Thanks for your assistcance
-- James R. Mitich (firstname.lastname@example.org), March 20, 2003
I believe the 14V Miniatronics lamps draw only about 30-40ma of power. This would mean you do not need a resistor to protect the decoder function. I am most familiar with NCE and Digitrax decoders and I believe they can handle about 80ma of current draw. The 12V supply will be fine for bulbs ranging 12 - 16 volts.
I recommend using the blue (common) lead when hooking up lamps. The decoder manual will have full details. Here is a hint. If the tender is not equipped with a lamp and you wish to have the headlight on even during reverse, then wire the white and yellow wires together to one lamp lead and the blue wire to the other headlamp lead. This will keep the headlamp lit regardless of direction. Again, follow the advice packaged with the decoder.
-- Doug Fraser (email@example.com), March 20, 2003.
There is a second reason to include a resistor if you have space.
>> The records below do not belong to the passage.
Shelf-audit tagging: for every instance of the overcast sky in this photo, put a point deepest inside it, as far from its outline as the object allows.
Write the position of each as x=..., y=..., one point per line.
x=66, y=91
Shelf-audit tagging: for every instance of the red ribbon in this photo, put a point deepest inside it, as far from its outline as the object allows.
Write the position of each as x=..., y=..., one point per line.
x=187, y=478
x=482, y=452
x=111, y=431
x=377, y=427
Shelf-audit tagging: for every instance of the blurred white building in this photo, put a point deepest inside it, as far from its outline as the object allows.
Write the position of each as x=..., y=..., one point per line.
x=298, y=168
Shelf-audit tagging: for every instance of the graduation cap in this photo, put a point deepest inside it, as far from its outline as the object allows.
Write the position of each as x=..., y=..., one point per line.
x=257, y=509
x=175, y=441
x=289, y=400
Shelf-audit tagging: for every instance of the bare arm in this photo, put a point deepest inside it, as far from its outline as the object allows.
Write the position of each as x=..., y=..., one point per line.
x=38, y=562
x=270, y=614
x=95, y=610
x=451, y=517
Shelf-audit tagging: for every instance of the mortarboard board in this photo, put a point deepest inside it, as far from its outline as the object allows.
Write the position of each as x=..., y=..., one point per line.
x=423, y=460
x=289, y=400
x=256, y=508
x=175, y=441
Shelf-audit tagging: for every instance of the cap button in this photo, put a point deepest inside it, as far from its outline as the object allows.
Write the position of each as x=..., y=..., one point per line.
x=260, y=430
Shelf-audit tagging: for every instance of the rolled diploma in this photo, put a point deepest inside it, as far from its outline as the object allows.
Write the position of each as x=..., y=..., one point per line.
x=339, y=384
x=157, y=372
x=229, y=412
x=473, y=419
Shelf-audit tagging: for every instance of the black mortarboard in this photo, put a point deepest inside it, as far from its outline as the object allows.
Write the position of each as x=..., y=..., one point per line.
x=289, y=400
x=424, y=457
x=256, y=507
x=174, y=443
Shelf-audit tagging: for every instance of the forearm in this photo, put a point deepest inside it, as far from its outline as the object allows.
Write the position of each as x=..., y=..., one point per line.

Incandescent lamps have a nasty habit of drawing 6-10 times normal current when you first turn them on (cold, not glowing). The transistor in your decoder that control the light circuit will also see this turn-on surge and can be damaged by it. Placing a 22 ohms resistor in series with the lamp limits how much current a cold lamp can draw and reduces the likelyhood of transistor damage/failure. For the same reasons, it will also extend lamp life. Consider doing this particularly for flashing fire-box or ditch lights.
It doesn't really matter which bulb lead gets the resistor. But for the sake of consistentcy, put it in the white lead so that you won't later confuse it with other circuits that may also be using the blue (+) supply lead.
Yes, there will be additional voltage drop...about 0.66 volts for a 40 ma load. A 14 V lamp will see less than rated voltage and appear slightly yellowish, just like the prototypes.
Be aware that if there was no lamp there before that a 14 V bulb drawing 30 ma gives off 0.4 watts of heat in a tiny space. It will be hot to the touch and may cause plastic to distort or melt.